Yes, at first blush, $11.2 billion sounds like a lot of money, but how does that relate to the bigger picture, which was outlined in a CIS Backgrounder last year on aliens and taxes?

The Congressional Budget Office, whose estimates are widely trusted, has said that there would be $946 billion in federal individual income tax receipts in 2010. Now 11.2 billion is just 1.18 percent of the total. Thus, of America's income tax revenue, 98.82 percent came from people who were not illegal aliens.

When you examine the size of the individual payments by illegals, their economic utility becomes even less impressive. The U.S. Census Bureau reported that there were 139 million income tax returns in 2009, the last year for which this number is available. It is generally believed that there are something like eight million illegal aliens working in the country, almost all of whom should be filing income tax returns; eight million is 5.8 percent of 139 million.

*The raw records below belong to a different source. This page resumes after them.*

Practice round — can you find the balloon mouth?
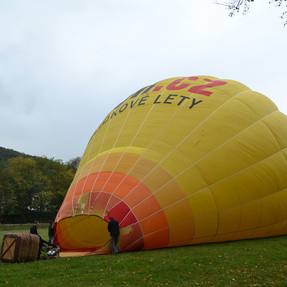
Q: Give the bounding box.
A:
[55,214,110,252]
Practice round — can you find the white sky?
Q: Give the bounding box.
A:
[0,0,287,160]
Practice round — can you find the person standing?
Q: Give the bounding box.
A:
[108,217,120,254]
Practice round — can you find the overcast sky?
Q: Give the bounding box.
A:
[0,0,287,161]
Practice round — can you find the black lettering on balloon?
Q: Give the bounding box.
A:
[138,96,149,106]
[164,94,177,104]
[153,95,161,104]
[119,104,128,113]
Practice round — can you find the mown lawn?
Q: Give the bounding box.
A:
[0,229,287,287]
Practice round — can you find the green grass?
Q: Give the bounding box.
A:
[0,226,287,287]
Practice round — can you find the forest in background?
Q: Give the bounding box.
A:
[0,147,79,223]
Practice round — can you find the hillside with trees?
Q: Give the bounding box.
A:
[0,148,78,223]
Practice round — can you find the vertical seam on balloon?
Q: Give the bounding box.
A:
[71,111,115,215]
[76,97,140,216]
[72,98,134,217]
[109,81,240,212]
[126,147,287,235]
[118,113,287,242]
[100,77,206,216]
[100,93,160,216]
[121,107,277,223]
[88,77,236,217]
[117,89,256,225]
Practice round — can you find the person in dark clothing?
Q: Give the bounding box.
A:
[48,222,55,245]
[108,217,120,254]
[30,225,49,259]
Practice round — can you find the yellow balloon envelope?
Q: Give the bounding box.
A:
[56,76,287,253]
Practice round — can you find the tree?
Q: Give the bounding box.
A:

So, we have 1.2 percent of the nation's income tax revenues coming from what appears to be 5.8 percent of the filers, meaning that, on average, the illegal's taxes are about 21 percent of those of the average worker; put it another way, they are 79 percent below the average tax payment. It would not be expected that the illegals, on average, would be paying as much taxes as others, as the illegals are both supposed to be excluded from jobs and have much lower than average levels of education, but 79 percent below par?

How much of that gap represents low incomes and how much relates to non-filing, or filing the 1040 (the form for residents) when illegal aliens here for less than five years should be filing the 1040 NR (NR for non-resident) form? The former has many more tax breaks than the latter. Nobody knows.

The Daily News article, however, does not ask these depressing questions or make these comparisons; it makes only the easy and politically correct comparison to GE's perhaps one-year stand as a 100 percent non-payer of corporate income taxes.

Nevertheless, count on the mass migration people talking for months about how the nation's illegals paid more taxes than GE.